Planning For Higher Education: A Guide to High-Paying Career Paths
Considering job trends when planning for higher education is a great way to stay appraised for future job prospects. Whether you’ve recently graduated high school, retrained in another field, or looking to pursue a specialised field, knowing potential salaries is a great way to determine what could be worth the extra study.
Let’s explore some of the potential high-paying career paths that can be pursued through further education. Rather than questioning why you should start a Juris Doctor degree, a Master of Business administration or a postgraduate engineering degree, let’s explore what’s possible.
Seeking justice – careers in the legal profession.
If you’re passionate about advocating and actioning change, you may be interested in pursuing a career in the legal sector. Further education, such as that of a Juris Doctor can provide the opportunity to make the transition into a professional legal role, like a lawyer or solicitor.
For most professional careers, the option to study a JD is a good way to get into your dream legal career. In fact, there are many career changers that have shifted away from other industries, such as the media and arts, to work in a career they find rewarding.
One such notable career-changer is former media personality turned lawyer Corinne Grant. Formerly a media personality and comedian for nearly two decades, in the 2010s, she set her sights on working as a lawyer, pursuing a JD and shifting away from the media roles she held. Grant demonstrates that no matter your past career, the door is always open for a career change.
Not only may a career in law be personally rewarding, but it can also yield significant financial benefits. According to the online salary tool Seek Insights, top legal counsel earned an average salary of $162,074 per annum, ranking in the top fifty average salaries for the state. In fact, legal careers across the spectrum, particular specialisations in fields such as Construction Law, Industrial and Workplace Relations and In-House Counsel ranked highly in the ratings.
Do no harm – careers in health and medicine.
Do you care about the health and well-being of your community? Perhaps you’re an allied health professional looking to progress with your career. If so, a postgraduate medicine degree may be a course that interests you.
The healthcare industry encompasses a wide range of roles, from working in hospitals with patients in specialised roles such as a nurse, X-Ray technician or surgeon, to working with elderly residents in roles such as aged care and in-home assisted living.
Acquiring a postgraduate medical degree can be a rewarding and refreshing experience, offering a change from a standard 9-5 shift and opening up the door to high-paying roles in the industry. In fact, Nursing Practitioners earn an average of $127,958 annually, some 30% higher than Australia’s average salary. If you’re interested in a rewarding medical career or are looking to gain more specialised knowledge, you may wish to consider a medical career.
Building a body of work – careers in engineering.
From urban planning to the construction of the infrastructure of tomorrow, a career in engineering can offer a variety of rewarding employment opportunities. From being involved in public transport projects such as the Metro Tunnel or Suburban Rail Loop to constructing innovative skyscraper projects such as Australia’s tallest skyscrapers (and vertical gardens!).

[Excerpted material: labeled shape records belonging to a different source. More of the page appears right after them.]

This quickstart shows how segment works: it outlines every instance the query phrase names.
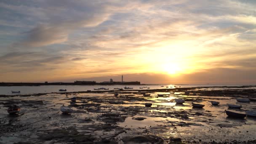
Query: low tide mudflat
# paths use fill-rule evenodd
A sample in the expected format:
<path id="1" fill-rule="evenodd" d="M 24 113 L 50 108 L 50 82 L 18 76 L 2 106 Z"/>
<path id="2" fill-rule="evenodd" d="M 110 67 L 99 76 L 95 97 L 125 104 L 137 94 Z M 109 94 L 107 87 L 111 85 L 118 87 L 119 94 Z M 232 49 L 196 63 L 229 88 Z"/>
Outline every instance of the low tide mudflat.
<path id="1" fill-rule="evenodd" d="M 256 110 L 256 102 L 236 100 L 256 98 L 256 89 L 248 88 L 5 96 L 0 98 L 0 143 L 255 144 L 256 118 L 229 117 L 224 112 L 228 109 L 227 103 L 242 105 L 241 110 Z M 189 96 L 184 94 L 185 90 L 189 91 Z M 115 96 L 115 93 L 119 95 Z M 151 95 L 143 96 L 145 93 Z M 74 96 L 75 102 L 70 100 Z M 185 103 L 176 104 L 175 98 L 183 99 Z M 220 104 L 213 106 L 211 101 Z M 205 106 L 193 108 L 193 102 Z M 152 105 L 146 107 L 146 103 Z M 12 104 L 21 107 L 18 115 L 8 115 L 6 110 Z M 60 108 L 63 104 L 74 112 L 62 114 Z"/>

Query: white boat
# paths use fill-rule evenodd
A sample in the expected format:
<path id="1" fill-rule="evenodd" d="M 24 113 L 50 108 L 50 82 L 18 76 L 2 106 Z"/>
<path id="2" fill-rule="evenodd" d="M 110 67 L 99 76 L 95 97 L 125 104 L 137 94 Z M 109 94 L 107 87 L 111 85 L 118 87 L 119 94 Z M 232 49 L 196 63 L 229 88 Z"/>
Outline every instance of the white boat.
<path id="1" fill-rule="evenodd" d="M 256 117 L 256 110 L 246 110 L 245 113 L 247 115 L 251 117 Z"/>
<path id="2" fill-rule="evenodd" d="M 212 105 L 217 105 L 219 104 L 219 101 L 211 101 L 211 104 Z"/>
<path id="3" fill-rule="evenodd" d="M 72 101 L 77 101 L 77 98 L 75 97 L 73 97 L 71 98 L 70 100 Z"/>
<path id="4" fill-rule="evenodd" d="M 192 103 L 192 105 L 194 107 L 203 107 L 205 106 L 204 104 L 199 104 L 199 103 L 193 103 L 193 102 Z"/>
<path id="5" fill-rule="evenodd" d="M 70 112 L 73 112 L 74 111 L 69 107 L 66 107 L 63 104 L 63 106 L 61 107 L 61 111 L 64 114 L 68 114 Z"/>
<path id="6" fill-rule="evenodd" d="M 247 98 L 237 98 L 237 101 L 239 102 L 250 102 L 250 99 L 249 99 Z"/>
<path id="7" fill-rule="evenodd" d="M 184 100 L 181 99 L 175 99 L 174 100 L 175 100 L 175 102 L 177 104 L 182 104 L 185 102 Z"/>
<path id="8" fill-rule="evenodd" d="M 227 104 L 227 106 L 229 106 L 229 108 L 240 108 L 242 107 L 242 106 L 240 105 L 237 105 L 237 104 Z"/>
<path id="9" fill-rule="evenodd" d="M 20 91 L 12 91 L 12 93 L 21 93 Z"/>
<path id="10" fill-rule="evenodd" d="M 10 114 L 15 114 L 19 112 L 20 111 L 21 108 L 16 105 L 12 105 L 7 109 L 7 112 Z"/>

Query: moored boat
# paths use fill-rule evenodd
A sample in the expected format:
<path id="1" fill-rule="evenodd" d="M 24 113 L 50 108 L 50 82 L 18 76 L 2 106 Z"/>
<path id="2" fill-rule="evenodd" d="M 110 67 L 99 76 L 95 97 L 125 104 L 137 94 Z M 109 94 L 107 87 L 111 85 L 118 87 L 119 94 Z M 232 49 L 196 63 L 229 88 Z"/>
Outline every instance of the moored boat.
<path id="1" fill-rule="evenodd" d="M 193 103 L 193 102 L 192 103 L 192 105 L 193 106 L 193 107 L 201 107 L 201 108 L 202 108 L 205 106 L 204 104 L 199 104 L 199 103 Z"/>
<path id="2" fill-rule="evenodd" d="M 247 98 L 237 98 L 237 101 L 239 102 L 250 102 L 250 99 L 249 99 Z"/>
<path id="3" fill-rule="evenodd" d="M 227 115 L 233 117 L 245 118 L 246 116 L 246 114 L 243 112 L 227 110 L 225 110 L 225 112 Z"/>
<path id="4" fill-rule="evenodd" d="M 185 102 L 184 100 L 181 99 L 175 99 L 174 100 L 175 100 L 175 102 L 177 104 L 182 104 Z"/>
<path id="5" fill-rule="evenodd" d="M 13 104 L 11 105 L 7 109 L 7 112 L 10 114 L 15 114 L 19 112 L 20 111 L 21 108 L 19 106 Z"/>
<path id="6" fill-rule="evenodd" d="M 256 110 L 246 110 L 245 113 L 247 116 L 256 117 Z"/>
<path id="7" fill-rule="evenodd" d="M 11 91 L 12 93 L 21 93 L 20 91 Z"/>
<path id="8" fill-rule="evenodd" d="M 61 107 L 61 111 L 63 114 L 68 114 L 70 112 L 73 112 L 74 111 L 70 107 L 66 107 L 63 104 L 63 106 Z"/>
<path id="9" fill-rule="evenodd" d="M 73 97 L 71 98 L 70 100 L 72 101 L 77 101 L 77 98 L 75 97 Z"/>
<path id="10" fill-rule="evenodd" d="M 219 104 L 219 102 L 216 101 L 211 101 L 211 104 L 214 105 L 217 105 Z"/>
<path id="11" fill-rule="evenodd" d="M 240 105 L 234 104 L 227 104 L 229 108 L 237 108 L 240 109 L 242 107 L 242 106 Z"/>

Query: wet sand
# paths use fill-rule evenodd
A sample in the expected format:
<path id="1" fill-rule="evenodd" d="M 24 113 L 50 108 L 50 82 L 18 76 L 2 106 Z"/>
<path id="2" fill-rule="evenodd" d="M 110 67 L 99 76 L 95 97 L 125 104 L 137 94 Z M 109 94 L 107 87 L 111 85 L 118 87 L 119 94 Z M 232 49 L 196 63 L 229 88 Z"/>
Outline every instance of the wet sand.
<path id="1" fill-rule="evenodd" d="M 3 144 L 169 144 L 256 143 L 256 118 L 229 117 L 227 103 L 256 109 L 256 102 L 240 103 L 237 97 L 256 98 L 250 87 L 181 88 L 2 96 L 0 143 Z M 185 95 L 185 91 L 190 92 Z M 174 93 L 173 93 L 174 92 Z M 119 95 L 114 96 L 117 92 Z M 170 92 L 173 92 L 170 93 Z M 151 96 L 144 96 L 144 93 Z M 164 94 L 163 97 L 157 94 Z M 70 99 L 76 96 L 76 102 Z M 174 99 L 185 101 L 177 104 Z M 209 101 L 220 102 L 211 105 Z M 193 108 L 191 103 L 205 105 Z M 151 107 L 145 103 L 152 103 Z M 8 106 L 21 107 L 7 114 Z M 75 110 L 60 111 L 63 104 Z"/>

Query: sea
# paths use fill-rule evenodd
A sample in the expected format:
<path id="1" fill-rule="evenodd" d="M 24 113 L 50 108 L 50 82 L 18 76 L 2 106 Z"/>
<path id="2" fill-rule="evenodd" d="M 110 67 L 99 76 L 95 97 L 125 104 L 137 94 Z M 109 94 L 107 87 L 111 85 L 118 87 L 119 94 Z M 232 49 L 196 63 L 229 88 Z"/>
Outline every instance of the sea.
<path id="1" fill-rule="evenodd" d="M 123 88 L 125 87 L 133 88 L 132 90 L 148 90 L 162 88 L 196 88 L 208 87 L 209 88 L 203 88 L 203 90 L 212 90 L 214 89 L 227 89 L 229 88 L 213 88 L 213 87 L 221 86 L 241 86 L 252 85 L 41 85 L 36 86 L 0 86 L 0 95 L 14 95 L 20 94 L 31 94 L 40 93 L 51 93 L 60 92 L 60 89 L 66 89 L 66 92 L 73 92 L 86 91 L 87 90 L 95 91 L 94 88 L 109 88 L 109 91 L 113 90 L 114 88 Z M 163 86 L 162 87 L 161 86 Z M 167 88 L 168 87 L 168 88 Z M 147 87 L 147 88 L 144 88 Z M 246 88 L 256 89 L 256 87 Z M 12 93 L 11 91 L 20 91 L 20 93 Z M 95 90 L 99 91 L 99 90 Z M 101 90 L 106 91 L 106 90 Z"/>

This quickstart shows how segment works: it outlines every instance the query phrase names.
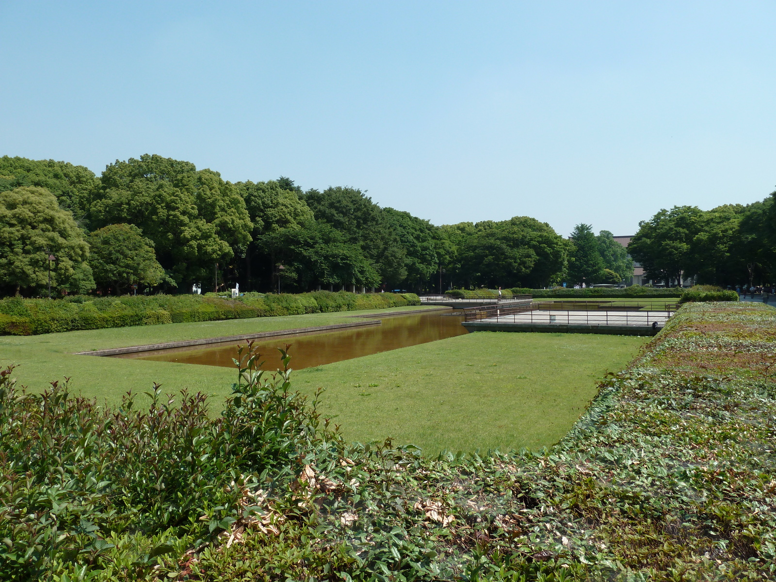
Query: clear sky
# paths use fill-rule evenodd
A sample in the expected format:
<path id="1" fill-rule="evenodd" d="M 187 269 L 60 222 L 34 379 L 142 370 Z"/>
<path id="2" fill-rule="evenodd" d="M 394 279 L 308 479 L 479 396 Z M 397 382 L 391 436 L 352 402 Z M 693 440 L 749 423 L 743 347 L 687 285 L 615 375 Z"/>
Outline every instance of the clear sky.
<path id="1" fill-rule="evenodd" d="M 0 154 L 632 234 L 776 185 L 773 2 L 0 1 Z"/>

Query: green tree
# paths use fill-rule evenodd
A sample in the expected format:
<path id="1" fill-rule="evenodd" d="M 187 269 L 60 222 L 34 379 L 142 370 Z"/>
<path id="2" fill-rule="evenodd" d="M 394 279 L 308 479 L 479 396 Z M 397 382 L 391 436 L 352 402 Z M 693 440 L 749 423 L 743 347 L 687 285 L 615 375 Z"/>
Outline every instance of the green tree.
<path id="1" fill-rule="evenodd" d="M 604 279 L 604 261 L 598 239 L 590 224 L 577 224 L 571 233 L 573 248 L 569 258 L 569 279 L 573 283 L 593 285 Z"/>
<path id="2" fill-rule="evenodd" d="M 464 278 L 490 288 L 541 287 L 556 282 L 567 244 L 546 223 L 529 217 L 474 225 L 459 251 Z"/>
<path id="3" fill-rule="evenodd" d="M 776 193 L 747 205 L 740 215 L 732 254 L 749 285 L 776 280 Z M 736 282 L 738 282 L 736 279 Z"/>
<path id="4" fill-rule="evenodd" d="M 156 260 L 153 241 L 133 224 L 109 224 L 90 234 L 88 241 L 95 279 L 103 288 L 113 287 L 116 295 L 133 283 L 175 285 Z"/>
<path id="5" fill-rule="evenodd" d="M 644 267 L 648 279 L 678 284 L 682 273 L 697 270 L 692 244 L 703 225 L 698 206 L 661 210 L 650 220 L 639 223 L 639 231 L 628 245 L 631 256 Z"/>
<path id="6" fill-rule="evenodd" d="M 0 158 L 0 192 L 19 186 L 45 188 L 77 220 L 88 212 L 92 194 L 99 185 L 94 172 L 84 166 L 54 160 Z"/>
<path id="7" fill-rule="evenodd" d="M 255 289 L 260 279 L 265 287 L 275 286 L 276 263 L 289 261 L 285 245 L 293 238 L 291 231 L 303 229 L 313 220 L 313 213 L 300 199 L 300 189 L 293 181 L 281 177 L 268 182 L 238 182 L 234 185 L 245 202 L 253 223 L 252 242 L 245 255 L 245 271 L 242 280 L 247 289 Z M 284 278 L 296 280 L 290 269 Z"/>
<path id="8" fill-rule="evenodd" d="M 338 186 L 308 190 L 304 201 L 317 220 L 331 224 L 361 247 L 381 279 L 390 286 L 407 277 L 406 251 L 382 209 L 361 190 Z"/>
<path id="9" fill-rule="evenodd" d="M 305 290 L 317 285 L 335 290 L 340 285 L 373 287 L 380 276 L 361 247 L 349 242 L 331 224 L 310 220 L 277 237 L 278 255 L 286 267 L 283 281 Z"/>
<path id="10" fill-rule="evenodd" d="M 85 278 L 88 270 L 80 265 L 88 253 L 72 213 L 60 208 L 48 190 L 22 186 L 0 192 L 0 280 L 17 296 L 23 289 L 34 293 L 47 286 L 50 255 L 56 259 L 52 288 L 61 289 L 74 275 Z"/>
<path id="11" fill-rule="evenodd" d="M 633 259 L 628 256 L 625 248 L 615 240 L 615 236 L 608 230 L 601 230 L 596 237 L 598 241 L 598 254 L 604 262 L 604 268 L 618 275 L 616 281 L 611 281 L 608 275 L 605 282 L 619 283 L 623 279 L 633 276 Z"/>
<path id="12" fill-rule="evenodd" d="M 399 238 L 404 251 L 404 268 L 408 287 L 417 291 L 431 281 L 440 268 L 442 236 L 428 220 L 408 212 L 383 209 L 386 221 Z M 433 285 L 432 285 L 433 286 Z"/>
<path id="13" fill-rule="evenodd" d="M 106 168 L 91 217 L 95 227 L 138 227 L 162 267 L 187 285 L 211 280 L 217 263 L 243 255 L 253 226 L 237 189 L 218 172 L 148 154 Z"/>
<path id="14" fill-rule="evenodd" d="M 443 224 L 439 227 L 442 236 L 442 268 L 447 280 L 452 287 L 469 289 L 474 285 L 473 273 L 463 268 L 462 249 L 466 241 L 473 237 L 477 230 L 473 222 L 462 222 L 457 224 Z"/>
<path id="15" fill-rule="evenodd" d="M 685 273 L 698 277 L 698 282 L 734 285 L 748 279 L 742 255 L 740 227 L 745 207 L 725 204 L 704 212 L 698 233 L 690 245 Z"/>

Specialised engineering forms an essential part of these projects. From assessing the viability of major projects on varied geological surfaces as a geological engineer to developing building plans as a structural engineer to the implementation of construction plans as a construction engineering specialist, the role of the modern engineer can be placed in a number of roles in a major project. In fact, even after project completion, engineering forms a vital role in updating systems and workplace practices or engaging in improvements in process flow and operations.
Completing a postgraduate engineering degree may not only be personally rewarding – but it can also be financially lucrative. A role such as a Structural Engineer can earn an average of $119,008 per annum, reflecting the high demand for these roles in Australia. If you’re looking at exposure to a new career, you may want to consider further education in the engineering space.